Find the first word in a stream in which it is not repeated in the rest of the stream


  • 2
    T

    Coding exercise:

    Find the first word in a stream in which it is not repeated in the rest of the stream. Please note that you are being provided a stream as a source for the characters. The stream is guaranteed to eventually terminate (i.e. return false from a call to the hasNext() method), though it could be very long. You will access this stream through the provided interface methods. A call to hasNext() will return whether the stream contains any more characters to process. A call to getNext() will return the next character to be processed in the stream. It is not possible to restart the stream.

    Example:

    Input: The angry dog was red. And the cat was also angry.

    Output: dog

    In this example, the word ‘dog’ is the first word in the stream in which it is not repeated in the stream.

    Use one of the following skeletons for your solution:

    Java:

    package questions;
    
    public interface Stream {
        char getNext();
        boolean hasNext();
    }
    
    public class QuestionA {
        public static String firstWord(final Stream input) {
            return "";
        }
    }
    

    C++

    class Stream {
    public:
    char getNext();
    bool hasNext();
    
    };
    
    class QuestionA {
    	std::string firstWord(Stream &input) {
    		return "";
    	}
    };

  • 0
    D

    Nice question.
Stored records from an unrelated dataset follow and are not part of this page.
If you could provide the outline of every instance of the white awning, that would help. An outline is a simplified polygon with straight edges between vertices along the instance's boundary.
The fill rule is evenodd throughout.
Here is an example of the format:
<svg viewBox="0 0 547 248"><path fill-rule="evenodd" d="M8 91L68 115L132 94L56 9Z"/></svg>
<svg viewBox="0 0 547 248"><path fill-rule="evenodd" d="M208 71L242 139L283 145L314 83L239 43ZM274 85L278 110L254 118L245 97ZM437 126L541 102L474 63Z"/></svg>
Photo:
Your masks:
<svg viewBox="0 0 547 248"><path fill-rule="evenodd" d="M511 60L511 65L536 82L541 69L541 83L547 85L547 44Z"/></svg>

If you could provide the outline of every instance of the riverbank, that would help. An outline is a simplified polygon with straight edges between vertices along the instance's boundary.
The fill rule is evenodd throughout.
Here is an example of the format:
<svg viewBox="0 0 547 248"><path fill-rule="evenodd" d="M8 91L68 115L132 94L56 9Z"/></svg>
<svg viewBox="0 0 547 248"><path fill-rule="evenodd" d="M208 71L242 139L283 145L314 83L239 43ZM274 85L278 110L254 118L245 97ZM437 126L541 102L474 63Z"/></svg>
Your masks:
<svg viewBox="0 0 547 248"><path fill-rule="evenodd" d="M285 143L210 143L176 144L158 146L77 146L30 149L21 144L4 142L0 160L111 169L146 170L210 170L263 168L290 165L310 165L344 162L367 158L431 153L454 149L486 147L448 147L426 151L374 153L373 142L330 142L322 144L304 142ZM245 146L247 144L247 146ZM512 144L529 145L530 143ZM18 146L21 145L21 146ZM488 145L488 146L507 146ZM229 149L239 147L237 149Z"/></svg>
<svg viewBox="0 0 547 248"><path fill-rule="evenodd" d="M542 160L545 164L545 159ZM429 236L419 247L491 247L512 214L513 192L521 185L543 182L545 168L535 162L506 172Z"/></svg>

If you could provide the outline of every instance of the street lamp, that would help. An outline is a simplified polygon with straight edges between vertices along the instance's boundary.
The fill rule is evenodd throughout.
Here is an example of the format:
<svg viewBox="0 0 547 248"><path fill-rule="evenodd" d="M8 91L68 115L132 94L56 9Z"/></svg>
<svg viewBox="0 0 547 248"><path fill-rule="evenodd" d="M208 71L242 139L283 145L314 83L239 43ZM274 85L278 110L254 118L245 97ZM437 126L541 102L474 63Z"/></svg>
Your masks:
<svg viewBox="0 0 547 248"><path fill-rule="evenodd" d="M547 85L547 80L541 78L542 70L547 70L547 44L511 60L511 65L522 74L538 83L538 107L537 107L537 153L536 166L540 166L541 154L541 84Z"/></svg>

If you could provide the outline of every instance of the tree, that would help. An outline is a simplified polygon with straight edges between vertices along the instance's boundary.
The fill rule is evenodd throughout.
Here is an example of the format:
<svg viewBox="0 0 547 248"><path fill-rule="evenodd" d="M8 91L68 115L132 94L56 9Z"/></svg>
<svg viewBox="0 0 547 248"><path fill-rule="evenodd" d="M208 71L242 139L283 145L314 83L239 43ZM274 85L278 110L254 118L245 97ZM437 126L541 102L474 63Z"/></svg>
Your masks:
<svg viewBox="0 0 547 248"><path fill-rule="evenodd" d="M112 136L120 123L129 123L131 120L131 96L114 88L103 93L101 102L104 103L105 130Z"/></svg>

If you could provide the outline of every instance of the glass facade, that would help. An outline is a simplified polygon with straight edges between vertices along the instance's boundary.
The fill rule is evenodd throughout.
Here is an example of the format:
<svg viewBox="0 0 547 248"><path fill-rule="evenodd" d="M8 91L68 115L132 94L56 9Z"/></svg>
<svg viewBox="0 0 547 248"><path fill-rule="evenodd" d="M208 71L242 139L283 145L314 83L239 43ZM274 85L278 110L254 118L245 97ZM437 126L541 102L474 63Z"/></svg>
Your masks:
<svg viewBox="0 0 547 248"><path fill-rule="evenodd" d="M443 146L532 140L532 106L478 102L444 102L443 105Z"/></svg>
Assumption two words are separated by space. Space complexity O(n). Lemme know how can be improved further.

    Pseudo Code:

    public class QuestionA {
    
      Set<String> nonduplicates= new HashSet<String>();
      Set<String> duplicates= new HashSet<String>();
       StringBuilder sb = new StringBuilder();
    
    public static String firstWord(final Stream input) {
    
           if(input.hasNext() ==true)
           {
               char c= input.getNext();
    
                
    
               if(c==(ASCII Value of blank space)) 
                { 
                              if(nonduplicates.contains(sb.toString()){
                                       nonduplicates.remove(sb.toString()); 
                                       duplicates.add(sb.toString());
                                   }
                                else
                                 if(!duplicates.contains(sb.toString())       
                                    nonduplicates.add(sb.toString());
                                
                        sb=new StringBuilder();
                      
                   }
          sb.append(c);
                   
    
    
          }
    
              return nonduplicates.get(0); // this your first non repeating word.
    }
    

  • 1
    U

    as per the example in the problem description...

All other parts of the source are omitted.